Why I offer children of working parents a safe haven
By Betty Wughanga, Betty Wawuda & Mariam Ahmed
Winny Manga is always surrounded by children– some are wailing, others are doing something mischievous, while others are simply minding their own business or sleeping.
What is surprising is that even in her old age, Manga is able to keep up with all of them with dexterity and gentle love.
During our interview at the Holy Trinity Day care in Makina, Kibera we found her busy preparing lunch for the children while still keeping an eye on them. She is a second mother to many because many parents who cannot afford to hire a house help leave her at her baby care centre when they go to work.
Manga easily interacts with children, some as young as seven months old. They all know her as their teacher.
During lunch hours Manga prepares meal for the children, as she only requires parents to carry porridge for them.
“I prefer making lunch for them because not all parents can afford the same kind of meal. This ensures that the children get the same quality of food that is health and nutritious,” she says.
She started the centre after losing her job as a tailor in 2006 and also being diagnosed with kidney failure. She could not start or bend and she decided to use her love for children to help parents who have no one to leave their children with when they go to work.
In the last decade, many day care centres in slums have come up all over the country and provide an essential service to parents who work long hours and have no one to take care of their children at home.

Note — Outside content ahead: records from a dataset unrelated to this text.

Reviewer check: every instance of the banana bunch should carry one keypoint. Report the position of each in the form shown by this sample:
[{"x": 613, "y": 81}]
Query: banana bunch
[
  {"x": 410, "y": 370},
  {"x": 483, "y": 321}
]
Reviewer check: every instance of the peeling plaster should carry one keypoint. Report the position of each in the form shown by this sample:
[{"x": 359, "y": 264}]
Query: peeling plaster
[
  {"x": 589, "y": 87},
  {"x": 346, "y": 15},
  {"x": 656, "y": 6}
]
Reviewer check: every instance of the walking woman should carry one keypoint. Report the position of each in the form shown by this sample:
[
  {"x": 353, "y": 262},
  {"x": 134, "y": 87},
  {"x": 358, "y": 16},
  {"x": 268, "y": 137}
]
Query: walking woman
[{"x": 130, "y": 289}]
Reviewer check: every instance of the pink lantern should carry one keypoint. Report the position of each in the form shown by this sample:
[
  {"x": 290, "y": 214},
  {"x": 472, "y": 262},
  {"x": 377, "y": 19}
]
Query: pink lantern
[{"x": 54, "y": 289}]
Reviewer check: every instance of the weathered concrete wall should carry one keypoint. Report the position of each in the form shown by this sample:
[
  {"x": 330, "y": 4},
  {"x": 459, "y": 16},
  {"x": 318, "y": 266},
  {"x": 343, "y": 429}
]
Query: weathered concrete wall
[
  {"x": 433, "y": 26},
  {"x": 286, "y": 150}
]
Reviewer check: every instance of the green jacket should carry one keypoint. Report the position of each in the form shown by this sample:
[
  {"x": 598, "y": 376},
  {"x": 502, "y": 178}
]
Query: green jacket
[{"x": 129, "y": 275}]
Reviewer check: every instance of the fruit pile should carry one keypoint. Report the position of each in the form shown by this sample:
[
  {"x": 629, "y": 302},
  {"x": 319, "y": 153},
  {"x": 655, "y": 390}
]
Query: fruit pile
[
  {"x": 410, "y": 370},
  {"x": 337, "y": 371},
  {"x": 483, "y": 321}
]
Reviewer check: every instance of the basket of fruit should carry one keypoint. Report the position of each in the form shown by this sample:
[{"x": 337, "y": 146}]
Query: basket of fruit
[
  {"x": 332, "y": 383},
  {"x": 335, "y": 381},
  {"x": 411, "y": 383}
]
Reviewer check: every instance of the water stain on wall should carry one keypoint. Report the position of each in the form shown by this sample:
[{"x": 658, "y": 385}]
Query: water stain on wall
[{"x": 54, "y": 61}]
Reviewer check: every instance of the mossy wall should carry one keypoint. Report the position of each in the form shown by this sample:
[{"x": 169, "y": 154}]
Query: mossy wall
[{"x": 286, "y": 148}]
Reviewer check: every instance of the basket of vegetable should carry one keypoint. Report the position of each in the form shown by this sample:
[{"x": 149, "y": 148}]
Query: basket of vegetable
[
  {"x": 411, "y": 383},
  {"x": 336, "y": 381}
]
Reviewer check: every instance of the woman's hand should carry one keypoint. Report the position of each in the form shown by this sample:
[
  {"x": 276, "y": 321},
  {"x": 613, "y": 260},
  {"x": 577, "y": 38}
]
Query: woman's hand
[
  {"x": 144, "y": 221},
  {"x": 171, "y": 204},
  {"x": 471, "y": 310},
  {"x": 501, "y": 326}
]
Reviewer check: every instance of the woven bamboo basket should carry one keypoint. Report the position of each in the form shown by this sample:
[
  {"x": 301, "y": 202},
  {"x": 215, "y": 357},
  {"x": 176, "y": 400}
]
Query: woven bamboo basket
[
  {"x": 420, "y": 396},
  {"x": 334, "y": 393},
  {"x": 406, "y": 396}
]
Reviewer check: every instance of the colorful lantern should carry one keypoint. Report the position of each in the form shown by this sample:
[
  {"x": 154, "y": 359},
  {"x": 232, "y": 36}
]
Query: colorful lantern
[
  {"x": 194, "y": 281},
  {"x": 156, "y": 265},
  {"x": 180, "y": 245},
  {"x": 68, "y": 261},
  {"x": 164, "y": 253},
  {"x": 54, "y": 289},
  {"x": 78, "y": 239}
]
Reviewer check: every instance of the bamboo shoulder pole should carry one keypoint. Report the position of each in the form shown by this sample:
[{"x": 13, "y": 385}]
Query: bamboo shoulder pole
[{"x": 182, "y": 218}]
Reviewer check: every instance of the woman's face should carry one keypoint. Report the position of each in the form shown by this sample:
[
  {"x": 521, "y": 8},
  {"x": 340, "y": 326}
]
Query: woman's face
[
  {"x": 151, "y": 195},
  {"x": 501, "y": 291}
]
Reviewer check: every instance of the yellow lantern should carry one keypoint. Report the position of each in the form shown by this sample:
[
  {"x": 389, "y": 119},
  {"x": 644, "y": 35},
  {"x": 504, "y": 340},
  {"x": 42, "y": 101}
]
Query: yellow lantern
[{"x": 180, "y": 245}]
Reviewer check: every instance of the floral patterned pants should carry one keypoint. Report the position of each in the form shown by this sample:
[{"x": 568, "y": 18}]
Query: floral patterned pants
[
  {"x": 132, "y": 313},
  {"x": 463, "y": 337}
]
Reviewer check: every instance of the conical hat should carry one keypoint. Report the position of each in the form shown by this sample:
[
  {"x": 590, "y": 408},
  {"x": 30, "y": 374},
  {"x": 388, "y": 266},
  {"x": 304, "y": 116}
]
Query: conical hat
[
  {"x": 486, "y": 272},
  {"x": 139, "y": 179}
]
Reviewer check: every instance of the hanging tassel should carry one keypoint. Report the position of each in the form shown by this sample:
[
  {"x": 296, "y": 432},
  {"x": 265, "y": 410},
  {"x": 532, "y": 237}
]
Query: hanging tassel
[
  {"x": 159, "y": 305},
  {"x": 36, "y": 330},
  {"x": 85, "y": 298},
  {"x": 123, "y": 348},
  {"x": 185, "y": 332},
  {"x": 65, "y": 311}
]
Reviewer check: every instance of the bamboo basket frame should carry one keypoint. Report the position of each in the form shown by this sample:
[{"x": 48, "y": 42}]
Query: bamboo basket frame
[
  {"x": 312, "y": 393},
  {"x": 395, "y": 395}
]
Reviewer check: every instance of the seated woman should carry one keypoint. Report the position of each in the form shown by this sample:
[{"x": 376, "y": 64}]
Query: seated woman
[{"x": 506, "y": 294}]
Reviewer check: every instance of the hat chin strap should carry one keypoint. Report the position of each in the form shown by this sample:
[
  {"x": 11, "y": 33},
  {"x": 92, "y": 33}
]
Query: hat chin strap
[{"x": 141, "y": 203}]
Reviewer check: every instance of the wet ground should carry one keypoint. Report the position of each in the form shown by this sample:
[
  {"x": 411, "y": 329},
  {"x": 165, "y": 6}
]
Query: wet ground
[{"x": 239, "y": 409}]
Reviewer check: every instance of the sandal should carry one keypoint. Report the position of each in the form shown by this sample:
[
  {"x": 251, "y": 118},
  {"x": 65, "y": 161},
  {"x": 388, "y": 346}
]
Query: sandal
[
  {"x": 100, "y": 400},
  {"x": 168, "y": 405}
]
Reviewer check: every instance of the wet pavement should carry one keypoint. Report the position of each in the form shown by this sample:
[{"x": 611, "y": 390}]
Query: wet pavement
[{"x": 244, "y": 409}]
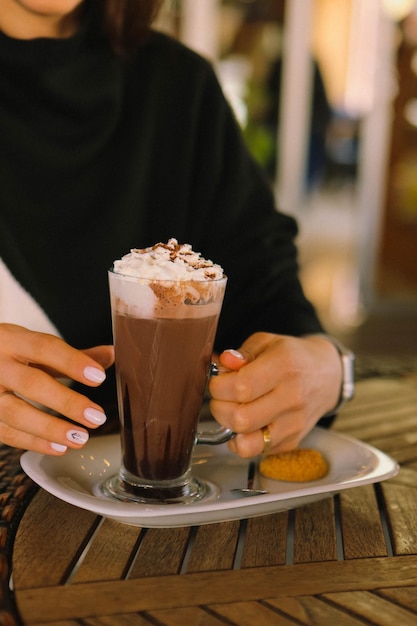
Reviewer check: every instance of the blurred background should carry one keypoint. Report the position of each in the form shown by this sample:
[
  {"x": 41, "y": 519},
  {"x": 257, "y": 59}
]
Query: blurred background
[{"x": 326, "y": 94}]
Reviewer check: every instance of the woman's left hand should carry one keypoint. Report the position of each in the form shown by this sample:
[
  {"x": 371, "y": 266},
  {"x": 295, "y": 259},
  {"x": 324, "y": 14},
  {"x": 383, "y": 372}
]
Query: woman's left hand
[{"x": 282, "y": 382}]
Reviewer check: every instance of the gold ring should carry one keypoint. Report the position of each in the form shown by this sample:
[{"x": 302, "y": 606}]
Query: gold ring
[{"x": 267, "y": 439}]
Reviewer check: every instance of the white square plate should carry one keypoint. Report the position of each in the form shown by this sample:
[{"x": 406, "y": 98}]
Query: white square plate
[{"x": 76, "y": 478}]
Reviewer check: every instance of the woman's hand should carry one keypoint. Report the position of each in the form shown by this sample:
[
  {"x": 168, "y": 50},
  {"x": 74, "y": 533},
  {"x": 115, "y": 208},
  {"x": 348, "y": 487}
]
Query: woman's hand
[
  {"x": 284, "y": 383},
  {"x": 30, "y": 363}
]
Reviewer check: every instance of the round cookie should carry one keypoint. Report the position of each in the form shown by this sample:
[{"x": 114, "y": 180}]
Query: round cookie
[{"x": 299, "y": 465}]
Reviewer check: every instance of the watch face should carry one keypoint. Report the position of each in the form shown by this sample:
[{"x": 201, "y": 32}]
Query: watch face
[{"x": 348, "y": 390}]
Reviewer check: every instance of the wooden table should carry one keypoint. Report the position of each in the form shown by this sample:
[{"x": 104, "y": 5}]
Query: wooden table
[{"x": 348, "y": 559}]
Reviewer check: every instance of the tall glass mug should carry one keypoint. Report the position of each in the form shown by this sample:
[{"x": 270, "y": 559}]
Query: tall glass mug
[{"x": 163, "y": 336}]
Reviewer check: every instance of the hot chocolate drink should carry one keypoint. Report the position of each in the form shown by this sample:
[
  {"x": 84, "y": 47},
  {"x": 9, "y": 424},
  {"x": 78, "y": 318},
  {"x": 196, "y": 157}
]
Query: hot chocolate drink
[
  {"x": 162, "y": 393},
  {"x": 166, "y": 301}
]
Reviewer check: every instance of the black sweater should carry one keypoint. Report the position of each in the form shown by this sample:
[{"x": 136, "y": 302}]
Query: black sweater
[{"x": 99, "y": 154}]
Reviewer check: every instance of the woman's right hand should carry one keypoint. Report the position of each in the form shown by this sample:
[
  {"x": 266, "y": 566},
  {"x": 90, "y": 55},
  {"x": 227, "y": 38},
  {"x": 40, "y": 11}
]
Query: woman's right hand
[{"x": 30, "y": 363}]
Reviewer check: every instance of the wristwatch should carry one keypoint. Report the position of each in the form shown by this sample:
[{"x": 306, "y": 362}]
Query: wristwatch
[{"x": 347, "y": 390}]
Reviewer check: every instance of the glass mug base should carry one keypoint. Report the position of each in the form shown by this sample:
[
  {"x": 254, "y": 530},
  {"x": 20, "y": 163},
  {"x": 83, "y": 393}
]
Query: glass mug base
[{"x": 186, "y": 490}]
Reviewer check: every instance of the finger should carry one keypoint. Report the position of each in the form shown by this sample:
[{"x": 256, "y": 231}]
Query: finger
[
  {"x": 101, "y": 354},
  {"x": 255, "y": 376},
  {"x": 253, "y": 444},
  {"x": 232, "y": 359},
  {"x": 49, "y": 351},
  {"x": 40, "y": 388},
  {"x": 250, "y": 417},
  {"x": 23, "y": 425}
]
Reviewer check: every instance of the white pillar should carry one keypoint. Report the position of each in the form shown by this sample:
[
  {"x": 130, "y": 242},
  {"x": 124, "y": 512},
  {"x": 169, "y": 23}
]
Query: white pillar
[
  {"x": 295, "y": 104},
  {"x": 375, "y": 140},
  {"x": 199, "y": 26}
]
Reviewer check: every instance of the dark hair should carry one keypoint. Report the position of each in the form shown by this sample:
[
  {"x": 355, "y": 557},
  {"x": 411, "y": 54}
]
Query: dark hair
[{"x": 127, "y": 22}]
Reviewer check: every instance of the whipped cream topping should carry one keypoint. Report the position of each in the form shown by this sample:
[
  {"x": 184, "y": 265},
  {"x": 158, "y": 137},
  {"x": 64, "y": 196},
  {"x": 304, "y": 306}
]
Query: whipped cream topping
[{"x": 168, "y": 261}]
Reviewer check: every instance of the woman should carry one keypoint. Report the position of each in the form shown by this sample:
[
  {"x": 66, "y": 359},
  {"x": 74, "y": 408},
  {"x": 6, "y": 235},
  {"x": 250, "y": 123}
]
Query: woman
[{"x": 114, "y": 137}]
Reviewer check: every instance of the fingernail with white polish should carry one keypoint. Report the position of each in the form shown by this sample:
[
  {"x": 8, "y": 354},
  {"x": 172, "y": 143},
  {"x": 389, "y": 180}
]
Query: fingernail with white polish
[
  {"x": 58, "y": 447},
  {"x": 94, "y": 374},
  {"x": 95, "y": 417},
  {"x": 235, "y": 353},
  {"x": 77, "y": 436}
]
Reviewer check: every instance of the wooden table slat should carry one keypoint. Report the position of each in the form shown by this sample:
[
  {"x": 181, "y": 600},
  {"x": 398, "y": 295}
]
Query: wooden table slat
[
  {"x": 361, "y": 523},
  {"x": 315, "y": 532},
  {"x": 161, "y": 552},
  {"x": 149, "y": 594},
  {"x": 366, "y": 605},
  {"x": 109, "y": 554},
  {"x": 266, "y": 540},
  {"x": 401, "y": 503},
  {"x": 72, "y": 530},
  {"x": 308, "y": 610},
  {"x": 214, "y": 547}
]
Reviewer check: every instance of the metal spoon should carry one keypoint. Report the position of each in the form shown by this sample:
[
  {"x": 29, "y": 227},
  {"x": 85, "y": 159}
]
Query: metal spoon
[{"x": 246, "y": 492}]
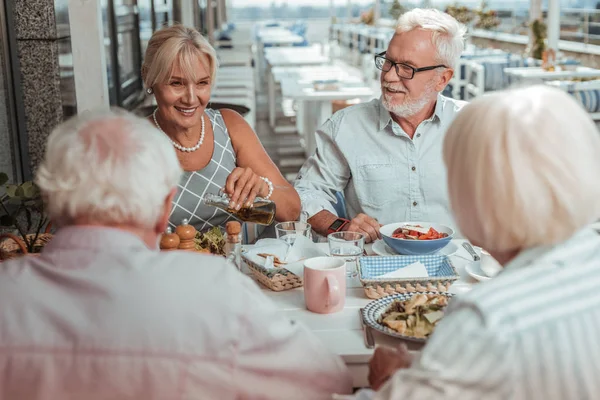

According to a 2015 research by African population and Health Research Centre (APHRC) in Kenya and the McGill University in Canada called Daycare in a Nairobi Informal Settlement: a snapshot of Korogocho shows that many centres in slums have children aged between three and four years. The average ratio of caregivers to children is 1:22. Most of the centres do more than just taking care of the children, they monitor their health by checking their immunisation records before admission.
A majority 82 per cent said they would call the child’s parent or guardian when a child falls sick while 49 per cent said they would take a child to hospital in case of an injury or illness.
These day care centres however face various challenges. Manga says some parents make late payments and some even fail to come pick the children in time and this forces her to go home with them at times.
For the 13 years, Manga has been taking care of children she charges 100 shillings per day and 1,500 per month. She settled on that price because it is what most parents can afford. Those who are able, to pay as much as Sh3,000 and this has enabled her to cater for her hospital bills as well as take care of her family.